An online shopper just purchased a new DVD player from your product listing on Shop.com, and the purchase appeared alongside your own e-commerce orders in your warehouse management system.

Another shopper just bought new golf clubs from your product listing on Amazon.com, completing the order using the retailer’s shopping cart and payment processing services. You paid no product listing or cost-per-click advertising fees to capture either customer.

Another buyer just purchased a gift basket from your own online store using a single sign-in payment service from Google, and you received a discount on your payment processing fees because the buyer was referred through your Google AdWords campaign.

The lines between online advertising and online commerce are blurring, and the convergence has implications for your online retail marketing strategy.

Transactional Online Marketing

Capturing your share of the online retail market means adopting and supporting a broader set of platforms and standards that blend aspects of both online advertising and transactional e-commerce. These range from third-party shopping carts and payment platforms to emerging data feed specifications and disparate advertising pricing models. Shop.com and Amazon operate differently than traditional referral-based data feed marketing channels.

Rather than directing traffic to your own e-commerce site, these marketing partners facilitate a consumer purchase through a unified shopping cart and deliver bona-fide orders directly to your order management system. Instead of paying cost-per-click, you pay a commission on the revenues generated by these orders. In Amazon’s case, payment processing services are included, while Shop.com forwards encrypted credit card data so you can authorize and capture payment directly from the consumer.

The major advantages of these transactional channels over their referral-based counterparts are added trust and convenience for the consumer and reduced transaction and customer acquisition costs for you, the merchant.

Pay-for-Performance Pricing

While cost-per-acquisition or commission-based pricing is an inherent benefit of transactional marketplaces like Amazon and Shop.com, the prevailing model for online advertising has been cost-per-click or cost-per-thousand pricing.

Though CPC-based advertising has been labeled “performance based” in the past, true commission-based pricing models have been limited to marketplaces and affiliate marketing programs.

Now Google is experimenting with “cost-per-action” pricing for ads placed on Google AdSense. Advertisers pay only when a Web user buys a product, qualifies as a sales lead or signs onto a mailing list.
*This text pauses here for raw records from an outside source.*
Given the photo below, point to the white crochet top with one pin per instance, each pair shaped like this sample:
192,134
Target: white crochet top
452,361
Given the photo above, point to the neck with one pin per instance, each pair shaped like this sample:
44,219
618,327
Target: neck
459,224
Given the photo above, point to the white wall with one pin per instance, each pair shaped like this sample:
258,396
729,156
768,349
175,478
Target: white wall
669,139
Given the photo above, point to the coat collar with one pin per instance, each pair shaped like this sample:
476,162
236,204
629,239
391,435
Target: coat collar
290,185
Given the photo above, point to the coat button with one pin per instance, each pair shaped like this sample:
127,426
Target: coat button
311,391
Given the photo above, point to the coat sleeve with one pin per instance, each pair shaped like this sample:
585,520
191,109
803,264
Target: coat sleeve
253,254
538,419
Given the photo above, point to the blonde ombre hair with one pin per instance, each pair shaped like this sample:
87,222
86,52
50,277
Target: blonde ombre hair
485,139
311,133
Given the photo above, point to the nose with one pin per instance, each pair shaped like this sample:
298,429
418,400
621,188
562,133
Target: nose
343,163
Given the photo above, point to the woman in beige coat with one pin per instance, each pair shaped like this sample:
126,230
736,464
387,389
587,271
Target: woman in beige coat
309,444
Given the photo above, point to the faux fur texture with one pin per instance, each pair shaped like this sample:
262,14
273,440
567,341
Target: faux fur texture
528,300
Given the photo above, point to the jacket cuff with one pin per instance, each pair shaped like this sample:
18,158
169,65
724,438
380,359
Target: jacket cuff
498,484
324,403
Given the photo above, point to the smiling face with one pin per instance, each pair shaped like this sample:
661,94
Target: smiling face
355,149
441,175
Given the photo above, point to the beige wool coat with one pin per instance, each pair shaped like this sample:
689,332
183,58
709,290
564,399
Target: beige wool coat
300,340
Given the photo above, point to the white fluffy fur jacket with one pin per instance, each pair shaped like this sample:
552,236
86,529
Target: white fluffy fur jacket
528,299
The benefits are material: Cost-per-action pricing builds merchant confidence, addresses click-fraud issues within content networks and motivates the platform provider (in this case, Google) to promote the highest-performing ads and advertisers through the highest-performing content providers.

The more you capitalize on true pay-for-performance marketing services, the more manageable and predictable your return on advertising spend becomes. In the worst-case scenario, your brand and products are exposed to millions of consumers at an advertising cost that cannot exceed commissions on legitimate orders.

Payment Flexibility

The recent introduction of Google Checkout further illustrates the trend toward convergence of CPC advertising and transactional online retail marketing. Google Checkout is an online checkout system that lets consumers make purchases from participating merchants using a single sign-in payment account. Merchants who adopt both Google AdWords and Google Checkout can apply their AdWords spend to their Checkout processing fees.

If Google Checkout is successful, one should expect to see PayPal or another payment option offered for Yahoo Search Marketing, the promotion of Microsoft Passport for Microsoft adCenter users and the rollout of Amazon Payments with A9.

Be prepared to accept multiple payment methods from the likes of PayPal, Google Checkout and Bill Me Later to capture 100 percent of your online market and to maximize the available pricing incentives from marketing platform providers.

Despite added complexity, there are benefits to adopting the platforms outlined here. Online retailers who find efficient ways to adopt and leverage these technologies will benefit from lower customer acquisition costs, lower transaction costs and greater product and brand exposure per advertising dollar.